Fast divide-and-conquer algorithm for evaluating polarization in classical force fields.

Evaluation of the self-consistent polarization energy forms a major computational bottleneck in polarizable force fields. In large systems, the linear polarization equations are typically solved iteratively with techniques based on Jacobi iterations (JI) or preconditioned conjugate gradients (PCG). Two new variants of JI are proposed here that exploit domain decomposition to accelerate the convergence of the induced dipoles. The first, divide-and-conquer JI (DC-JI), is a block Jacobi algorithm which solves the polarization equations within non-overlapping sub-clusters of atoms directly via Cholesky decomposition, and iterates to capture interactions between sub-clusters. The second, fuzzy DC-JI, achieves further acceleration by employing overlapping blocks. Fuzzy DC-JI is analogous to an additive Schwarz method, but with distance-based weighting when averaging the fuzzy dipoles from different blocks. Key to the success of these algorithms is the use of K-means clustering to identify natural atomic sub-clusters automatically for both algorithms and to determine the appropriate weights in fuzzy DC-JI. The algorithm employs knowledge of the 3-D spatial interactions to group important elements in the 2-D polarization matrix.
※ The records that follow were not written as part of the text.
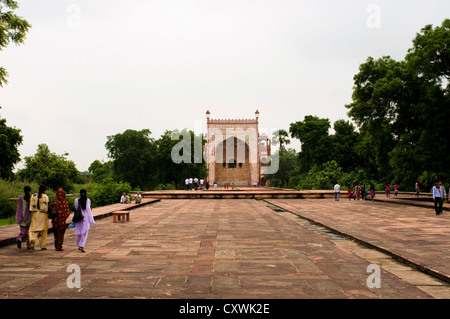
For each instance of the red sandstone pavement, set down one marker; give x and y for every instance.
(226, 249)
(412, 233)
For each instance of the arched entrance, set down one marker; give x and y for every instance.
(232, 162)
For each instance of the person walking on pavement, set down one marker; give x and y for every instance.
(59, 222)
(82, 227)
(437, 198)
(372, 192)
(337, 190)
(39, 218)
(23, 217)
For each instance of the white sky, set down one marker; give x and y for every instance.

When coupled with direct inversion in the iterative subspace (DIIS) extrapolation, fuzzy DC-JI/DIIS in particular converges in a comparable number of iterations as PCG, but with lower computational cost per iteration. In the end, the new algorithms demonstrated here accelerate the evaluation of the polarization energy by 2-3 fold compared to existing implementations of PCG or JI/DIIS.